In our earlier coverage to speculated that the price of HP’s printer would come in under $15,000 — the price of a similar printer recently released by Stratasys. But HP today announced that the Designjet 3D would retail starting at less than €13,000, or just under $17,500. Which means the price of entry into the 3-D club may still sit somewhere between unfeasible and pie-in-the-sky for many garage-shop hobbyists.

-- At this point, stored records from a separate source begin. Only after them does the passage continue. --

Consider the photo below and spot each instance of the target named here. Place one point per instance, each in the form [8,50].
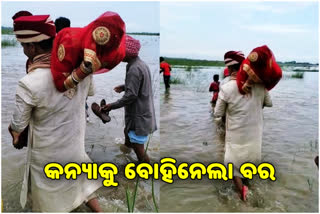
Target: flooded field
[290,142]
[102,140]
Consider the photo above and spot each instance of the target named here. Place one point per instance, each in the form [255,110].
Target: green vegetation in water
[176,80]
[8,43]
[144,33]
[193,62]
[298,75]
[189,68]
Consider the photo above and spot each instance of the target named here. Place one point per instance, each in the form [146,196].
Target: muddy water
[102,140]
[290,142]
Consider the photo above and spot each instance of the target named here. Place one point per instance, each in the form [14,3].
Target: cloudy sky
[206,30]
[138,16]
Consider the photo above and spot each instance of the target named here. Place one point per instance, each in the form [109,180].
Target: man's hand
[15,137]
[107,107]
[119,89]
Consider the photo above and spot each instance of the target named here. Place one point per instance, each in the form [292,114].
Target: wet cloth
[40,61]
[244,122]
[137,138]
[132,46]
[138,99]
[56,134]
[166,68]
[214,86]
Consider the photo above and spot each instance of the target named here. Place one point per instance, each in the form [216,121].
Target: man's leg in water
[139,150]
[93,204]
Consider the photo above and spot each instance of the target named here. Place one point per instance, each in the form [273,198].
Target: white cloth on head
[244,123]
[56,134]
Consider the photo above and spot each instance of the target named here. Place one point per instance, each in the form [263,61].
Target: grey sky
[138,16]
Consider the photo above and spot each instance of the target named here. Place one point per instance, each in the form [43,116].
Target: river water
[290,142]
[102,140]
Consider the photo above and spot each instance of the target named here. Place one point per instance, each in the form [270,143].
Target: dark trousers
[166,80]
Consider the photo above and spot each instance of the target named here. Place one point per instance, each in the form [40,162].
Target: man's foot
[244,193]
[102,115]
[125,149]
[103,103]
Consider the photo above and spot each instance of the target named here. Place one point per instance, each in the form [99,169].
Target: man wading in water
[56,122]
[242,100]
[137,100]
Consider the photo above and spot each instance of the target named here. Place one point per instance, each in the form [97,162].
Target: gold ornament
[61,52]
[101,35]
[253,56]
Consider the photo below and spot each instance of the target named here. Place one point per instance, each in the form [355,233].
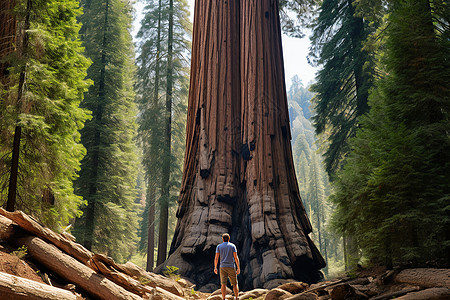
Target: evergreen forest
[93,118]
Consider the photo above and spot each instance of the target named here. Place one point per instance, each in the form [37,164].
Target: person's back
[228,256]
[226,250]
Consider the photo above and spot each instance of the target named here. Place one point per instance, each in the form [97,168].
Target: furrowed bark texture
[238,173]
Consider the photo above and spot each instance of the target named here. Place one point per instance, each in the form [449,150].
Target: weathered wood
[72,270]
[238,172]
[132,277]
[428,294]
[29,224]
[425,277]
[18,288]
[395,294]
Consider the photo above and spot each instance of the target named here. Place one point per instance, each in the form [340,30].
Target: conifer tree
[344,79]
[40,114]
[162,123]
[394,191]
[108,172]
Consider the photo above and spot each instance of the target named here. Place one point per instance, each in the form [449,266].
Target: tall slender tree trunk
[7,37]
[14,172]
[238,173]
[151,202]
[165,185]
[153,149]
[92,205]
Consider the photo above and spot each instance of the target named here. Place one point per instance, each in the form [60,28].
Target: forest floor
[371,283]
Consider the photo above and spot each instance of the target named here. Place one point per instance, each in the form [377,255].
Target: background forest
[92,124]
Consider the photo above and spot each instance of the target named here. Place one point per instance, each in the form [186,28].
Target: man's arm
[216,260]
[236,259]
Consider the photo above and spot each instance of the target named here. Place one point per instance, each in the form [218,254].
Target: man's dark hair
[225,237]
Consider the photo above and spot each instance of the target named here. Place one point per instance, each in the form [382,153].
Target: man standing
[228,256]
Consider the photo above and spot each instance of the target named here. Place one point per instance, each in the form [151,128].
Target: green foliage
[48,111]
[311,176]
[393,193]
[344,78]
[150,94]
[108,172]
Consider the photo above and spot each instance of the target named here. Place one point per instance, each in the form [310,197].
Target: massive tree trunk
[238,173]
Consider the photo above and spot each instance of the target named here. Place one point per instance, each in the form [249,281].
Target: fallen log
[425,277]
[72,270]
[151,279]
[18,288]
[428,294]
[29,224]
[125,281]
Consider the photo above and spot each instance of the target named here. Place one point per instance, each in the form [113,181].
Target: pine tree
[393,194]
[344,79]
[39,147]
[108,172]
[163,75]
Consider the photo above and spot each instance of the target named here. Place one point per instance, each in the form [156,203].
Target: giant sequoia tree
[238,174]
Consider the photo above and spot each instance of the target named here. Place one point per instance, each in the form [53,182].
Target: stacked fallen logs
[97,275]
[408,284]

But the HP printer, by all appearances, seems to have one thing going for it that many commercially scaled systems do not — ease of use. A Designjet in the corner of the office would allow architects, engineers, product developers and the like to carry an idea through from concept to prototype without leaving their desks, culminating in a plastic 3-D model that they can put in the hands of higher-ups or prospective clients. It beats the alternative method of producing up various detailed drawings that are carefully crafted into a prototype by a skilled (and expensive) machinist, a process that can be a suck on time and budgets, especially if designers don’t get it exactly right the first time.

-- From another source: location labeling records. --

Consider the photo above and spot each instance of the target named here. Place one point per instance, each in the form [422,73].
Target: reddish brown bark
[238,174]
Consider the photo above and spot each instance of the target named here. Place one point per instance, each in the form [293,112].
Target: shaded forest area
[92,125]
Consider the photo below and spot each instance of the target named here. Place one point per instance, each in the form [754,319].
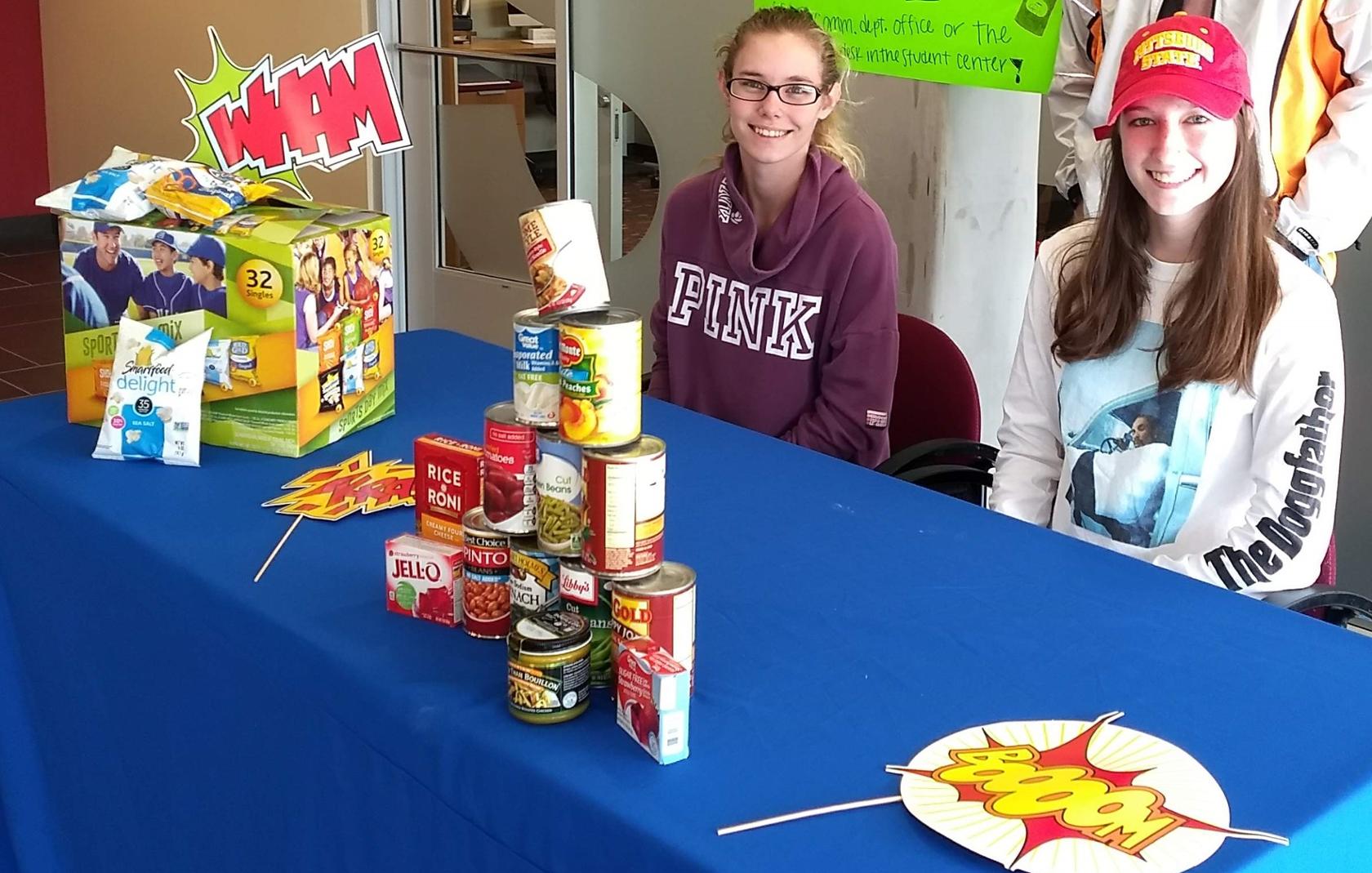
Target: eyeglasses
[793,94]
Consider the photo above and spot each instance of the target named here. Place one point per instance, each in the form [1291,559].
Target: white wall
[1353,519]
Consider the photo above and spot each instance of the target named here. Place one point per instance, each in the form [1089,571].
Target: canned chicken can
[510,451]
[623,506]
[601,374]
[564,261]
[559,496]
[549,667]
[534,580]
[486,593]
[537,369]
[660,607]
[586,595]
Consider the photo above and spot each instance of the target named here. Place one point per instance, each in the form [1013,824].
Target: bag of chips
[371,360]
[154,405]
[353,372]
[217,364]
[115,191]
[331,389]
[243,359]
[203,194]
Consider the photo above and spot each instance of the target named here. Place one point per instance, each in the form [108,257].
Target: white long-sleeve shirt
[1226,486]
[1311,64]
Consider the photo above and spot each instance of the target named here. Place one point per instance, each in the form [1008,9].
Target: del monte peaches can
[601,374]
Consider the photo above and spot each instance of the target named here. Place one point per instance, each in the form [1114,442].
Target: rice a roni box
[300,296]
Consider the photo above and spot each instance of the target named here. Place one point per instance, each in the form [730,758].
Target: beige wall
[109,73]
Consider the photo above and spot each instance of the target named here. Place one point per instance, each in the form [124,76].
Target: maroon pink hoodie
[792,334]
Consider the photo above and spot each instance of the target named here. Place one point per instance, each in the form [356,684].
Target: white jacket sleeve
[1073,77]
[1334,201]
[1297,439]
[1029,464]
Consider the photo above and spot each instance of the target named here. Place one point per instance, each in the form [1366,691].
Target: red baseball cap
[1184,56]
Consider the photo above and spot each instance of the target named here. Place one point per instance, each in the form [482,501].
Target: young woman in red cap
[1178,393]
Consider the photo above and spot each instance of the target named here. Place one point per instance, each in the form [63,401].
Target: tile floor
[30,318]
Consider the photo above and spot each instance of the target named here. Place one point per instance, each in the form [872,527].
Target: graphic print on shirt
[1135,453]
[770,320]
[728,215]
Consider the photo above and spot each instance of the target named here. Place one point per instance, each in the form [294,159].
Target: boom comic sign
[268,121]
[1055,795]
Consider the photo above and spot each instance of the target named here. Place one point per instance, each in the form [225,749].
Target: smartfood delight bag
[154,405]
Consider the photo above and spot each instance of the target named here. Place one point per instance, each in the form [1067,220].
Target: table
[159,711]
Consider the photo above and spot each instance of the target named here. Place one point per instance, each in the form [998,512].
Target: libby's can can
[601,375]
[486,568]
[660,607]
[623,506]
[559,496]
[510,452]
[563,253]
[534,578]
[587,595]
[537,369]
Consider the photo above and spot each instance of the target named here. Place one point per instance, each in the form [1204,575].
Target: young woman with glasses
[777,304]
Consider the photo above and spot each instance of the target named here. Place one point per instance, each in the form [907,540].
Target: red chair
[936,394]
[1323,600]
[936,416]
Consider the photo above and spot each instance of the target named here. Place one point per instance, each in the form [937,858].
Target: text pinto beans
[486,593]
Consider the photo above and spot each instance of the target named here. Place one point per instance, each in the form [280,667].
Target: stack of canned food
[564,554]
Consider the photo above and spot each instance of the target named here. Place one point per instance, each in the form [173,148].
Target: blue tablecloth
[158,711]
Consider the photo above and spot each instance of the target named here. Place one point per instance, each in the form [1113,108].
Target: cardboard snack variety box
[300,296]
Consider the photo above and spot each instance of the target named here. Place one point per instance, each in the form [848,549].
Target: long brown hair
[1212,326]
[831,132]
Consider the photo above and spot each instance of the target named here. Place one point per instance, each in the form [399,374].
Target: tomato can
[563,253]
[623,506]
[486,590]
[537,369]
[549,667]
[559,496]
[510,451]
[534,581]
[660,607]
[601,356]
[586,595]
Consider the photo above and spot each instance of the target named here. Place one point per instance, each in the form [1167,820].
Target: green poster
[1006,44]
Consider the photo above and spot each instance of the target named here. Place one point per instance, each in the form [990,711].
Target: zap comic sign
[336,492]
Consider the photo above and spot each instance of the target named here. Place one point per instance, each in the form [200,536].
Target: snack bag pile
[115,191]
[202,194]
[154,405]
[129,185]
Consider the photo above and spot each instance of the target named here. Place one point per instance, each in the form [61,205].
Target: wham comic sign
[268,121]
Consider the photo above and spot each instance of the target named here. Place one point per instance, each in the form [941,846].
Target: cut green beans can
[587,595]
[559,477]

And, lest ye forget, while $17,000 is a big chunk of cash, Designjet 3D is still among the most affordable rapid prototyping systems out there for its size and capability. There are other options – the open-source, DIY MakerBot kit costs less than $1,000 and prints in the same material – but you have to build it. As far as something off-the-shelf is concerned, you’re not likely to do a whole lot better.

What’s really going to define whether the Designjet is a big step forward for 3-D printing is the quality of the prototypes, which we’ll surely hear much more about in coming weeks as the product hits desktops in the UK, Spain, France, Italy and Germany. For those of you not lucky enough to be in those inaugural markets, worry not; rest assured Designjet will be prototyping globally soon enough.